Beyond that broad picture, the proposed rule specifics should give everyone pause. For example: Some categorical changes would be made to halt treatment of new patients for several mental-health problems, such as post-traumatic stress disorder. This is a disturbing prospect, considering that the demand for PTSD treatment can only be on the rise with the frequent deployments of military personnel to war zones.

Further, one rule change seeks to make the process of further reductions relatively painless -- not for the patients, but for state policymakers. "In the event of budget restrictions, reductions in force or similar measures limiting the department's available resources, the director may change or reduce community mental health services." Changes in services should be transparent to the taxpaying public through the hearings process, not merely enabled by administrative order.

The Lingle administration certainly acted from the unenviable position of needing to make short-term cuts quickly to balance the budget.
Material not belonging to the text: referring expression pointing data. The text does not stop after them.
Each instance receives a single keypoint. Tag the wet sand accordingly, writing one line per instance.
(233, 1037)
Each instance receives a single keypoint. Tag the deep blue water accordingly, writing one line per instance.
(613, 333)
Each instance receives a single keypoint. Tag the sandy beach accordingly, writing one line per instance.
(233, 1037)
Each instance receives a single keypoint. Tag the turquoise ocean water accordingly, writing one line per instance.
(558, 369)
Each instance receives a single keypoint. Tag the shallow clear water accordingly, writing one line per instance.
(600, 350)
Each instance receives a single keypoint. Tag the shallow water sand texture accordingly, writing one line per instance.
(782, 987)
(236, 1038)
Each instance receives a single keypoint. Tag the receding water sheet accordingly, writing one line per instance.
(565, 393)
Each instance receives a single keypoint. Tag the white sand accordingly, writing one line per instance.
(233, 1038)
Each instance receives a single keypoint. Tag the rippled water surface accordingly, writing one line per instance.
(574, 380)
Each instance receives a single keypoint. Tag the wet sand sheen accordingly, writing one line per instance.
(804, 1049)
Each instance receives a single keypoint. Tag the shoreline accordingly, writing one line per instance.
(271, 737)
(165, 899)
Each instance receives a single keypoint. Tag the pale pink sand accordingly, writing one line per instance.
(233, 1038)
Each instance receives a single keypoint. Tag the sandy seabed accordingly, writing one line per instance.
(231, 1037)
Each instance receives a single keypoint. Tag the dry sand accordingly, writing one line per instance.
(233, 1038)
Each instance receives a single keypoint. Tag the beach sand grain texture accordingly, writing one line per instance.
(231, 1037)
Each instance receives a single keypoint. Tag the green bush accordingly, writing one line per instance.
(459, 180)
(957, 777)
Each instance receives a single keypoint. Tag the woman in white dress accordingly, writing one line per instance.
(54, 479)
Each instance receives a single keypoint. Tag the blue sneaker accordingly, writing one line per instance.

And although revenue projections have improved, Hawaii is far from out of the fiscal woods. The incoming Abercrombie administration has pledged to reorient government services to achieve efficiencies and cover what's most important, rather than blithely raising taxes. The mental-health crisis before it presents a formidable challenge of this resolve.

In March, lawmakers took testimony under oath from Dr. Tina McLaughlin, one of the top executives of the private mental health agency Care Hawaii Inc. Dr. McLaughlin told legislators that she compiled data of the number of deaths among mental patients that resulted from curbs on their access to care and follow-up, data that showed a 36 percent increase over the 2008 death count. At last week's hearing, Eileen Uchima of the National Alliance on Mental Illness' Hawaii office cited that "deplorable statistic" and urged legislators "not to make these changes on the backs of extremely vulnerable people."

If anyone is truly in need of a safety net, it would be people whose condition erects a barrier between themselves and self-sufficiency. It is for these people that a robust mental-health delivery system is so critical.